I had an interesting conversation with my mom. We covered depression, anxiety and how growing up in a predominately Mormon population affects those conditions. At length, we reached a point where I told her that attending church never gave me the feelings of peace, identity and belonging I was told I'd find in church. I told her that without metal music, I'd have killed myself a long time ago. I could tell from the pain in her eyes that that statement hurt her, like maybe it cut her that I found what I needed from religion in some other place. Or maybe she was upset that I'd ever considered killing myself in the first place.
That statement might hyperbolic, but it's true. I've lost count of how many times the right metal song has convinced me to hang on for one more day or helped me see reasons to stay alive. I've decided to document the songs and bands that have given me strength or convinced me to keep fighting. This music has saved my life. Maybe it can help you, too.
"The Arms of Sorrow" by Killswitch Engage
A song about the strife and struggle that can exist behind someone's smile, this song is stuffed full of empathy. It paints a harrowing image of the descent into despondency, including the longing for serenity and to be delivered from the pain. It's a powerful display of musical empathy and it's easy to feel comfort from the realization that someone else understands what you're going through. The fact that it's rendered in Howard Jones' magnificent voice only makes it more affecting. This song has found me at the bottom of a well of depression so many times and it's the perfect salve for heartbreak and hopelessness.
"I Hate" by Overkill
High school was rough. I don't know that it's easy for anyone, but when you're the weird metalhead wannabe in a little Mormon town, it's particularly painful. I was so angry in high school and I had no idea how to deal with it. Not until I heard Overkill. Fronted by Bobby "Blitz" Ellsworth, one of the angriest-sounding voices in rock, Overkill gave me such a fantastic outlet for my rage. The best song for letting out the anger is "I Hate," a song that should be the national anthem for angry small-town kids everywhere. This is the best tune I can think of to scream at all the motherfuckers that try to keep you down. IIIIIII HAAAAAAAAATE!!!!!
Pinkerton by Weezer
So many songs are about love or lust or sex. And they were completely impossible for an awkward weirdo who couldn't get any attention from girls to relate to. As one of those weirdos, I longed for music that captured my failures with women and their accompanying emotions in a musical context and I couldn't find any. Until I heard Weezer second album Pinkerton. A bluntly personal set of songs covering singer/songwriter Rivers Cuomo's struggle to reconcile his professional success with his inability to connect with a woman on an emotional level, Pinkerton contained song after song about sexual frustration and self-loathing. Boy, could I relate and I was so happy to find music from someone who seemed to understand how I felt that Weezer soon became my favorite band. They'd remain my favorite band for well over a decade.
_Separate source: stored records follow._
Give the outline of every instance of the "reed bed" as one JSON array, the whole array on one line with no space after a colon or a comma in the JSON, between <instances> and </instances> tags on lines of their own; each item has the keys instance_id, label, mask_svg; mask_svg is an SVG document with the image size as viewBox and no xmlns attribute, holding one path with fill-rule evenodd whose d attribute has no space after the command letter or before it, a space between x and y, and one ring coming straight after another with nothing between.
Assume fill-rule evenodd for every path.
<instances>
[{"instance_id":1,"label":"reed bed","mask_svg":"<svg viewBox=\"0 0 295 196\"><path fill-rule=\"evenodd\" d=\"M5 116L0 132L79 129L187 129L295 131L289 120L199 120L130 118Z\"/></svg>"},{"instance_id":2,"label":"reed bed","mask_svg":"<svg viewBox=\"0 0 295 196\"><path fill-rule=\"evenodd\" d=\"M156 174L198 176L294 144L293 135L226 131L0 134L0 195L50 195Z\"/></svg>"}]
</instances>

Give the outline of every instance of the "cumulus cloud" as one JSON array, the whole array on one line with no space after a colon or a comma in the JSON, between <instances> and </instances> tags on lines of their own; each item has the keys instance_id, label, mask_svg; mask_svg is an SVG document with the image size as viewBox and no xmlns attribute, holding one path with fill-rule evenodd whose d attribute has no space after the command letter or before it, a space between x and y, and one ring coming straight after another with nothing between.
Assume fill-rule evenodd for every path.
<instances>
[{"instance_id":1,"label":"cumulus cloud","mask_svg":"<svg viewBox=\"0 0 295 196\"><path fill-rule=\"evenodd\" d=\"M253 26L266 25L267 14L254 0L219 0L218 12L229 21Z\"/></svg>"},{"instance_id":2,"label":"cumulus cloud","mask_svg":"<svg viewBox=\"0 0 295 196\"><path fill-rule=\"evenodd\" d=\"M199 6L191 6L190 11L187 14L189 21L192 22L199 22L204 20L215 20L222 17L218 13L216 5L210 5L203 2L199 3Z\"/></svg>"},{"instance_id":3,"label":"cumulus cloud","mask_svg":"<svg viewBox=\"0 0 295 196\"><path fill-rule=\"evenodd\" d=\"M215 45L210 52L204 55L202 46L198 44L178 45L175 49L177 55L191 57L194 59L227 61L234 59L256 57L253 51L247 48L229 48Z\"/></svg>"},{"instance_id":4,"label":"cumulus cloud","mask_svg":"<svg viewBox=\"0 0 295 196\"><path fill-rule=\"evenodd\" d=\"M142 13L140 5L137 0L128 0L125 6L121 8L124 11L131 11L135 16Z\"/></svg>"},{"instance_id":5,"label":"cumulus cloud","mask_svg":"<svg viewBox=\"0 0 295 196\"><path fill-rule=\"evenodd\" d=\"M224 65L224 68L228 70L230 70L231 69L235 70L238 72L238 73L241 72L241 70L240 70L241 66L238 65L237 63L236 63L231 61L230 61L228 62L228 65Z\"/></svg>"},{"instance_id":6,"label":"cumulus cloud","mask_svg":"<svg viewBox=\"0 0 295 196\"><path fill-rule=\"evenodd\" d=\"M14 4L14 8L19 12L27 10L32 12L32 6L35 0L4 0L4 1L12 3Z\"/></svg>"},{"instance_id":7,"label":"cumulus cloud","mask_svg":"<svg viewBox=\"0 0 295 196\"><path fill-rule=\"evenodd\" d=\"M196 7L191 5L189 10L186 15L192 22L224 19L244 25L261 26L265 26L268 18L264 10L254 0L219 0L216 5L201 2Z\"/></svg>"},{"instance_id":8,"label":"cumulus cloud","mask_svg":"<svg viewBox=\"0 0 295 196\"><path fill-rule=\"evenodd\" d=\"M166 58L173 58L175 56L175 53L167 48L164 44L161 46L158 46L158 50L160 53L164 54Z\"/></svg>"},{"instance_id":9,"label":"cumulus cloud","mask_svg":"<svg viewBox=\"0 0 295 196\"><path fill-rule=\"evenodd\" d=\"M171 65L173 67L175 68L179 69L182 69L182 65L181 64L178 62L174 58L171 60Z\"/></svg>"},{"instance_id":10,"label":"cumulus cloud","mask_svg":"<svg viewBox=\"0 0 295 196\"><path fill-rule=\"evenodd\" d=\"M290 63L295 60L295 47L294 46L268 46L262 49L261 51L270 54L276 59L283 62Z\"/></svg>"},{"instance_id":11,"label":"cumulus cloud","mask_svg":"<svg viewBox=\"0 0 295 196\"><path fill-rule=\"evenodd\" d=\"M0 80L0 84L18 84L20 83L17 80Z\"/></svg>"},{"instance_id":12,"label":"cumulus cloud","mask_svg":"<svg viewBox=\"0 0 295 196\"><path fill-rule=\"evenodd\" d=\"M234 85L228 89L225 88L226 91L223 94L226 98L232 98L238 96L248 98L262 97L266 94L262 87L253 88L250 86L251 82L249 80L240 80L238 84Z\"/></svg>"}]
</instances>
"I Don't Believe in Love" by Queensryche
This one's pretty easy. The easiest, though not the healthiest, way to deal with rejection is to just pretend it didn't happen. That's what I learned from this tune. And while that approach was rarely long-lasting, for a few moments, I felt like it never happened. When it didn't work at all, I'd crank this little number from Operation: Mindcrime because it helped to hear my thought coming out of Geoff Tate's mouth. Hey, little victories. Right?